Low-alloy steels (LAS) are a broad family of steels that contain a small amount (< 5 wt.%) of alloying additions (i.e., Cr, Mo, Ni, V, etc.) and a maximum carbon content of 0.2 wt.% that find applications across various sectors, such as aerospace, automobile, nuclear, petroleum, and shipping.^1,2,3,4 This exposes the LAS to a wide range of operating conditions that can degrade their functional properties. For instance, in the petroleum and shipping industries, the LASs are utilized in harsh marine conditions for a prolonged duration, thus necessitating that the steel exhibits excellent resistance to corrosion and hydrogen embrittlement.^5,6,7 This is an issue with LASs because the microstructure primarily consists of the ferritic phase, which is widely known to demonstrate a high degree of susceptibility to corrosion and hydrogen embrittlement.^5,6,7 For instance, the passivation layer formed above the LAS can be easily damaged in chloride-rich environments (marine environments), enabling continuous corrosion of the steel.⁵ Similarly, the ingress of hydrogen can take place when the steel is exposed to a hydrogen-rich environment.^6,7 This leads to the hydrogen reduction at the steel surface, and a portion of the reduced hydrogen is adsorbed at the surface that readily diffuses towards microstructural defects, and the subsequent accumulation of hydrogen can lead to a noticeable drop in mechanical behavior.^1,2 In certain applications, such as metal forming, railway undercarriages, and aircraft landing gears, the repeated/continuous contact with abrasive surfaces can lead to wear that can compromise the structural integrity of the component.⁸ The ability of LASs to withstand corrosion, hydrogen embrittlement, and wear can be mainly achieved in two ways: (1) engineering microstructure/alloy,^{9,10,11,12,13} and (2) surface modification methods.^14,15,16 However, engineering the microstructure to mitigate corrosion, hydrogen embrittlement, and wear in LASs brings in additional costs and limited enhancements.^{9,10,11,12,13} On the other hand, surface modification techniques, such as plasma nitriding, thermal spray deposition, and shot peening, address these issues in a cost-effective manner.^14,15,16

The plasma nitriding process exposes the substrate surface to a nitrogen gas mixture that is used as the nitrogen source while applying a high DC voltage (~ 500 V) and maintaining the substrate temperature around 500°C. This causes the ionized N atoms to become adsorbed at the substrate surface and to form a nitride layer on the substrate surface.

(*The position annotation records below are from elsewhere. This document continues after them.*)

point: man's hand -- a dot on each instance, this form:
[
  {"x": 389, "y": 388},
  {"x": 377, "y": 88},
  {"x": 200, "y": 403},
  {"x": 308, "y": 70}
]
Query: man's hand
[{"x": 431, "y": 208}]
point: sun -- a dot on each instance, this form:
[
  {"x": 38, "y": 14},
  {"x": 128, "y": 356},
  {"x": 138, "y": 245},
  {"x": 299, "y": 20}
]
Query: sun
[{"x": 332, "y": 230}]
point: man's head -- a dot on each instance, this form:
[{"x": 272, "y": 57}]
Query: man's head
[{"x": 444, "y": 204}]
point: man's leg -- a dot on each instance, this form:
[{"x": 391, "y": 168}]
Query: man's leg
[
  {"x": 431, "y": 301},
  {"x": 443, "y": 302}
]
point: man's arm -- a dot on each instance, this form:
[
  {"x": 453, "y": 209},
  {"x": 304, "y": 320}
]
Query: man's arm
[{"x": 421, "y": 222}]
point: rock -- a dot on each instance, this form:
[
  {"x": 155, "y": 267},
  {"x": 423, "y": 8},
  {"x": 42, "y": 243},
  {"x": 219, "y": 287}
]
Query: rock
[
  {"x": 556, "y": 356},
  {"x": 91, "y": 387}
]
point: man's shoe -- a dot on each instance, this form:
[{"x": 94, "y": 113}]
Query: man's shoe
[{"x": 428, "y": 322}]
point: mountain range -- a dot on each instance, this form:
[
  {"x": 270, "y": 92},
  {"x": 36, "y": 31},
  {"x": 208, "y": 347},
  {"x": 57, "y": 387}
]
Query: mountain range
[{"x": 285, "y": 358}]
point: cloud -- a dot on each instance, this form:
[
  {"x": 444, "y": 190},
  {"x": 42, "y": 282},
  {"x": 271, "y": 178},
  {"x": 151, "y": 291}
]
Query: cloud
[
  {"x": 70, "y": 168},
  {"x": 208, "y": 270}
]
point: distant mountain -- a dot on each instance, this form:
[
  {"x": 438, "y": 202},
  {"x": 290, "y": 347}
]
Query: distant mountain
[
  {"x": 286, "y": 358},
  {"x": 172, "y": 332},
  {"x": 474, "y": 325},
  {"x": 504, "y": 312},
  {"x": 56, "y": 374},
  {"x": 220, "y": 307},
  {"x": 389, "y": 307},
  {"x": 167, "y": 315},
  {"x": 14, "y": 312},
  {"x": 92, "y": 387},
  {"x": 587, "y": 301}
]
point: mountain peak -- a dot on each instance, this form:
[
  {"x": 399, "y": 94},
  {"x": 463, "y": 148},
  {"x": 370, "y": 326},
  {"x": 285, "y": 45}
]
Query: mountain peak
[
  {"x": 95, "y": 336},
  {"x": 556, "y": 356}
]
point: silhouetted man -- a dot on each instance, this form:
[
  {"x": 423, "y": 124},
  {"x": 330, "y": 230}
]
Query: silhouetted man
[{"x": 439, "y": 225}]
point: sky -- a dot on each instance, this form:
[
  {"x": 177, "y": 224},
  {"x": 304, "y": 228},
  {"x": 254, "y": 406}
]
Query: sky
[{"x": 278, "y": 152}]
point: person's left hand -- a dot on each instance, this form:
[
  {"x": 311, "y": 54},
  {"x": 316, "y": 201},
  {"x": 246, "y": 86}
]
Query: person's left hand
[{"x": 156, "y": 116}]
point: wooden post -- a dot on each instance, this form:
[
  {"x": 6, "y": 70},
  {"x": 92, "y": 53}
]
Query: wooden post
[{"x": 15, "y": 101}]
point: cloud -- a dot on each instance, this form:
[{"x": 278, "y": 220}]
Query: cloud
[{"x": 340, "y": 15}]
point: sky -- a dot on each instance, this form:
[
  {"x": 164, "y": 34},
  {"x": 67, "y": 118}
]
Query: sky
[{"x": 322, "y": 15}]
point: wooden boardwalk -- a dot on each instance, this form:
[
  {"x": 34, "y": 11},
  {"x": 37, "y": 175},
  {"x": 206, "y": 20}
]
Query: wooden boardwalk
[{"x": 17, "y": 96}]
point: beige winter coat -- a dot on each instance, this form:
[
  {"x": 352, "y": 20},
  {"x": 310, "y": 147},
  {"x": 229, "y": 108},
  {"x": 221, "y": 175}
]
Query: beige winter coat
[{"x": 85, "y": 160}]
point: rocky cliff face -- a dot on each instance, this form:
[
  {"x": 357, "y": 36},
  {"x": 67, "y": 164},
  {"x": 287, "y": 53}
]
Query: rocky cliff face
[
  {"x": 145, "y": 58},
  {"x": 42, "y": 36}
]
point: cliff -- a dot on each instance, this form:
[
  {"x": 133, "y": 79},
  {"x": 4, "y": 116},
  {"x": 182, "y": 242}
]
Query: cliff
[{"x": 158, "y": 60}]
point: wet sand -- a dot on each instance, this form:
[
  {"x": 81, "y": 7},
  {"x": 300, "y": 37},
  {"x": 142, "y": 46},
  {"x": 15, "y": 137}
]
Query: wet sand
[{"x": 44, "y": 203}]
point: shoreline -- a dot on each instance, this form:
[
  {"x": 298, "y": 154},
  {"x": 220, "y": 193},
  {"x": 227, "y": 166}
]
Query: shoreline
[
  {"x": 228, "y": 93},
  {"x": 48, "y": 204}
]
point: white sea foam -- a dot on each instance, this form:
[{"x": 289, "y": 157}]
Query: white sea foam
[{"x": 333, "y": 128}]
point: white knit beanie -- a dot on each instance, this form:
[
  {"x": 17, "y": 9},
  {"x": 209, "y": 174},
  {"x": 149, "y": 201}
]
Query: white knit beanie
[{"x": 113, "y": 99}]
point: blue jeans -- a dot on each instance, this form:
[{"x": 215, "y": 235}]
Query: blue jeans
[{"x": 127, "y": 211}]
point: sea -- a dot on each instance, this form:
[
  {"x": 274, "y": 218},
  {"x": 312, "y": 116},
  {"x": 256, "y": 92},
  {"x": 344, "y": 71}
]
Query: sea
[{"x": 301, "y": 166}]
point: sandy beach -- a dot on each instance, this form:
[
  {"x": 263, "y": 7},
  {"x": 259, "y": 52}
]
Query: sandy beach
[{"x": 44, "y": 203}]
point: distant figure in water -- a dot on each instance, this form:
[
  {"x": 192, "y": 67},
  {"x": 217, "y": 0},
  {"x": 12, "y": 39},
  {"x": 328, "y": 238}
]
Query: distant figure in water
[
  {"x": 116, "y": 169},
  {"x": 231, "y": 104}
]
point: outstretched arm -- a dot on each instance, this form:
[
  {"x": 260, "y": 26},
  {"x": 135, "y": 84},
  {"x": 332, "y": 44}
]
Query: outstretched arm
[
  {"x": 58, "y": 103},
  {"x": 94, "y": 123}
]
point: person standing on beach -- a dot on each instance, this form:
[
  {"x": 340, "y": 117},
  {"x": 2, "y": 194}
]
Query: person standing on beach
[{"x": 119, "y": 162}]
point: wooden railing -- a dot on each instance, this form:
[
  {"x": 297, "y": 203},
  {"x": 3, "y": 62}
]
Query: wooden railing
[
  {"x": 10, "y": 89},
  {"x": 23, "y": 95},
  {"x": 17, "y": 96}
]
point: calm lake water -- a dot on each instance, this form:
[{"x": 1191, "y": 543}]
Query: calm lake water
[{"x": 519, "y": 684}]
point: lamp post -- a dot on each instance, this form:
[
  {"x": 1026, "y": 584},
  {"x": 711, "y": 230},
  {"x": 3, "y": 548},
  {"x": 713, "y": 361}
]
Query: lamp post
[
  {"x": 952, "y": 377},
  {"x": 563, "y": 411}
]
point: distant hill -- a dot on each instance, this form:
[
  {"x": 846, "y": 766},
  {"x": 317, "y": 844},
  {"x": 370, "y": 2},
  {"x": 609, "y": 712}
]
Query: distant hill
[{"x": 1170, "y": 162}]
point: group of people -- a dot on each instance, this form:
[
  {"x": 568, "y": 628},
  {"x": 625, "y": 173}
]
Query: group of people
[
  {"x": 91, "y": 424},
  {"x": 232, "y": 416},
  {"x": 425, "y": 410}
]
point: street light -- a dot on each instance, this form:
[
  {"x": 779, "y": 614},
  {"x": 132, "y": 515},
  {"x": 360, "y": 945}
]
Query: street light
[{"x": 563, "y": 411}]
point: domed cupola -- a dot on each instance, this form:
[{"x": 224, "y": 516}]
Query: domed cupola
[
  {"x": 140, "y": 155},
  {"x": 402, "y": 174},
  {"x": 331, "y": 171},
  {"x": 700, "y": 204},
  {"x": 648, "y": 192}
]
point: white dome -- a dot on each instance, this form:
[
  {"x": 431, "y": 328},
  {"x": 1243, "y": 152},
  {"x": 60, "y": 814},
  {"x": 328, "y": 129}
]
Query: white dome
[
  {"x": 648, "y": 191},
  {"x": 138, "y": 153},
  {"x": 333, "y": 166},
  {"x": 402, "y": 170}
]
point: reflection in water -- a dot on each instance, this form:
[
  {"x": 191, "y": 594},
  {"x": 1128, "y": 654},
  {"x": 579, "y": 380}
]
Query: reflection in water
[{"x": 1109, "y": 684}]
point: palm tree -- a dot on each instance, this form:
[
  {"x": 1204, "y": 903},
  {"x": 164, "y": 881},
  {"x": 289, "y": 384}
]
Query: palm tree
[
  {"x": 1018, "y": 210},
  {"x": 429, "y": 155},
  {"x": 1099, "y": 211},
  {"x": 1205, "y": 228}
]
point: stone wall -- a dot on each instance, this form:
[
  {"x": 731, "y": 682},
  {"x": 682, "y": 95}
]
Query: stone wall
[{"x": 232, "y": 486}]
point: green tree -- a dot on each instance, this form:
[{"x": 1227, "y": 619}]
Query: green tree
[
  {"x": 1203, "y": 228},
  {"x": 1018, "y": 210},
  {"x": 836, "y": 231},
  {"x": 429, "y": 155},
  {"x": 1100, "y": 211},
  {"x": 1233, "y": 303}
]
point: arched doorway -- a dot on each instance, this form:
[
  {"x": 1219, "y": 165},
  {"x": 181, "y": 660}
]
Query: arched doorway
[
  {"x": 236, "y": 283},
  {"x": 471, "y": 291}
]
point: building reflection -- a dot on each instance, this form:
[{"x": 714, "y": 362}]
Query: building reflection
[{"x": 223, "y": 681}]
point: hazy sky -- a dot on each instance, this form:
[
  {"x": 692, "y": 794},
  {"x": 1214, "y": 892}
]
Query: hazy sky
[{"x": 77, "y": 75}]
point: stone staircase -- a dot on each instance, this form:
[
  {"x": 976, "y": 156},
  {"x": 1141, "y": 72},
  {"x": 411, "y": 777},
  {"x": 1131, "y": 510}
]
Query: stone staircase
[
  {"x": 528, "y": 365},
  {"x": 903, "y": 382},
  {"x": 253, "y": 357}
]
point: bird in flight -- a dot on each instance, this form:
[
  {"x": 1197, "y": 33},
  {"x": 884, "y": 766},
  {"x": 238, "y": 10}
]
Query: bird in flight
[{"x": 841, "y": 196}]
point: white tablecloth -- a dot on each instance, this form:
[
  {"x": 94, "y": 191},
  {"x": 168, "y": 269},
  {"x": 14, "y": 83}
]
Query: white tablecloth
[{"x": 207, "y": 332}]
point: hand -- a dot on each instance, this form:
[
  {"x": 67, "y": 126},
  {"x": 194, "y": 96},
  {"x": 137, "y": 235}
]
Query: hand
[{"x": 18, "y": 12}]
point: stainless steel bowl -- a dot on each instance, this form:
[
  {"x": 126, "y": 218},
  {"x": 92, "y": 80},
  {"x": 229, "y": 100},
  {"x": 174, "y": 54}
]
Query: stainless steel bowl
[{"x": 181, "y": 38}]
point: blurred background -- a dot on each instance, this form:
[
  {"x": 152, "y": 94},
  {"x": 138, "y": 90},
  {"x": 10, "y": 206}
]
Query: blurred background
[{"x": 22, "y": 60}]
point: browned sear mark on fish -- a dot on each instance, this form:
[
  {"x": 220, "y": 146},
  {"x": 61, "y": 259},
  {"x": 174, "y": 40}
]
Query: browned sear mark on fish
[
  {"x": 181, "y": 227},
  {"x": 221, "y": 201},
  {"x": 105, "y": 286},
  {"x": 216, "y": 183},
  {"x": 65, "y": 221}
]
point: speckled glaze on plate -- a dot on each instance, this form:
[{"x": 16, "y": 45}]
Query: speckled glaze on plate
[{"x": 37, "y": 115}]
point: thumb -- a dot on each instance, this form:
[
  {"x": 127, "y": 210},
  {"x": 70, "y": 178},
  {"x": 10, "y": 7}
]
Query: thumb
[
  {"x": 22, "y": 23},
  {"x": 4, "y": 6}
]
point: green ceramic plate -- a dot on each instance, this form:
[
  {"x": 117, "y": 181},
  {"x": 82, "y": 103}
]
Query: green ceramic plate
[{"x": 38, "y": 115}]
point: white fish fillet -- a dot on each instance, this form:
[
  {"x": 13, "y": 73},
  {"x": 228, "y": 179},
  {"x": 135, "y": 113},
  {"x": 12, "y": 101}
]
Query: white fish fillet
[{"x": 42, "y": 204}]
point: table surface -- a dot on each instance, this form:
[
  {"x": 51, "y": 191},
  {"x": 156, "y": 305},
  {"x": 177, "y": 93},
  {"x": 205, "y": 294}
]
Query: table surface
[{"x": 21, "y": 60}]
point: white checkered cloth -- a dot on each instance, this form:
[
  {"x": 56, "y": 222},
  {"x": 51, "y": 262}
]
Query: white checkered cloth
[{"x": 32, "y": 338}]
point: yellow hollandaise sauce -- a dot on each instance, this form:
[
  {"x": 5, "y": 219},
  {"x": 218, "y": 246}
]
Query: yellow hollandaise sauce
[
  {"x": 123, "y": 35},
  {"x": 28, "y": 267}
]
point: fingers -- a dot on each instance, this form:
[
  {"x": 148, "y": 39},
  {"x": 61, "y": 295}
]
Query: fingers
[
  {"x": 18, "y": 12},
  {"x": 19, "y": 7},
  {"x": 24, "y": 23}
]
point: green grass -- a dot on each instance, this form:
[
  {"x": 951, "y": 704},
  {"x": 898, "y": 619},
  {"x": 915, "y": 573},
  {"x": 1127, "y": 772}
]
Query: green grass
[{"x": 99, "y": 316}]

This is a widely used surface modification technique to address corrosion, wear, and hydrogen permeation in steels, owing to the negligible substrate deformation, good adhesion properties, and mass-scale capabilities.^{16,17,18,19,20,21,22} For instance, plasma nitriding on AISI 420 steel at 450°C was found to create a nitride layer that exhibited a lower corrosion current density compared to the untreated surface.¹⁶ Furthermore, the potentiodynamic polarization revealed a wider passivation region due to the presence of the nitrided layer,¹⁶ thus quantifying the improvement in corrosion behavior for nitrided steel specimens. Similarly, corrosion resistance was observed for plasma-nitrided AISI 4140 steel at 600°C for 4 h,¹⁸ thus highlighting the potential of plasma nitriding to provide corrosion resistance across different steels. Additionally, the surface modification achieved with the help of plasma nitriding also exhibited improved wear resistance on steels due to the formation of a harder nitride layer that retarded wear damage.^18,19

The presence of nitrides, carbides, oxides, aluminides, etc. is an effective means for trapping hydrogen, as hydrogen atoms find these intermetallics to be energetically favorable trapping sites,²³ thereby reducing the hydrogen concentration within the steel to cause hydrogen embrittlement. Based on this concept, the use of a plasma-nitriding process to deposit a nitride-rich layer as a hydrogen barrier coating to alleviate the hydrogen embrittlement issue across various steels has shown promising results.^20,21,22 For instance, the apparent hydrogen diffusivity obtained by performing hydrogen permeation experiments across nitrided AISI 4140 steel (0.053–0.19 × 10⁻⁶ cm²/s) was two orders lower than untreated steels (1.7–1.9 × 10⁻⁶ cm²/s).²⁰ However, the low energy utilization, high cost, and long process time associated with plasma nitriding can be overcome by utilizing the plasma electrolytic nitriding process.^{24,25,26,27,28,29,30,31} In the plasma electrolytic nitriding process, plasma is created by applying voltage between two metal electrodes in the presence of an aqueous nitrogen-rich electrolyte. The plasma ionizes nitrogen from the electrolyte, which then becomes part of the plasma envelope above the active electrode and reacts with the electrode surface to form a nitride layer. There have been past studies that demonstrated the ability of the plasma electrolytic nitriding process to enhance the wear and corrosion resistance of ferrous alloys,^28,29,30,31 but the effectiveness of this technique to mitigate hydrogen permeation has not been examined.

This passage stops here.